This blog contains material I wrote and posted on multiply.com between the years 2005 and 2011 only. It does not contain any new material. For newer writing, please check my main blog (Bill the Butcher).


Saturday 24 November 2012

Cat O' Nine Tales: Review


Category:Books
Genre:Literature & Fiction
Author:Jeffrey Archer
If old soldiers don’t die, but just fade away, what happens to old authors?

To be more precise, should authors who have lost the spark keep writing?

I used to be a fan of Jeffrey Archer, pre-imprisonment. Not of his novels, which I always found either trite (“Not a Penny More, Not a Penny Less”) or stultifying (“Kane and Abel”) – but of his short story collections, which were almost all of very high standards. So I bought this one, pages unturned.

Verdict: I shall never buy Archer again.

Tip to an aspiring author – if you want to write about places you haven’t visited, at least get someone to tell you something about them. Two of Archer’s stories are set in places I know intimately: St Petersburg, Russia, and Mumbai, India. Just these two are so riddled with errors and gasp-inducing idiocies that one doesn’t really need to delve further.

Time was when I used to read the stories for boys set in India with Indian maharajas abounding or with characters called Mr Bombay, Mr Calcutta and the like. I thought those days were extinct – till I opened up Archer’s Indian story and found someone called Anil Khan. Anil Khan!!! I can, you know, just see Archer taking the first name of one Indian acquaintance and the last of another and pasting them together, thinking he’s made a good equivalent of making a Thomas Stafford out of John Stafford and Thomas Jones. Oh yes.

As for the St Petersburg story, which involves a medical miracle – a water-borne disease which is simultaneously highly contagious – he has his characters going through the Hermitage in one morning and going over by taxi for a tour of Petrodvorets in the afternoon.
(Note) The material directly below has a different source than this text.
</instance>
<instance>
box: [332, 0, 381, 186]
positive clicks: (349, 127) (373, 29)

Advice to readers going to St Petersburg – don’t try that feat.

The rest of the stories are all set in the standard places, England and America, except one that’s placed in Greece. Going by the Indian and Russian stories, the Greek one’s likely to be the same mash-up.

Now I might have forgiven all these blunders if the writing had been good. It isn’t. It’s bland and totally tasteless, meanders aimlessly, and with the single exception of a delightful little tale of a greedy gold-digging wife and a hapless surgeon husband in divorce court, there is not one story that matches up to Archer’s previous standard. The idea of at least one’s a direct lift from O Henry – the story of a crook who tries to spend each winter in jail by deliberately committing a small crime and being caught for it.

Sorry, Jeff. Time to try growing mushrooms, or something. You’re past it.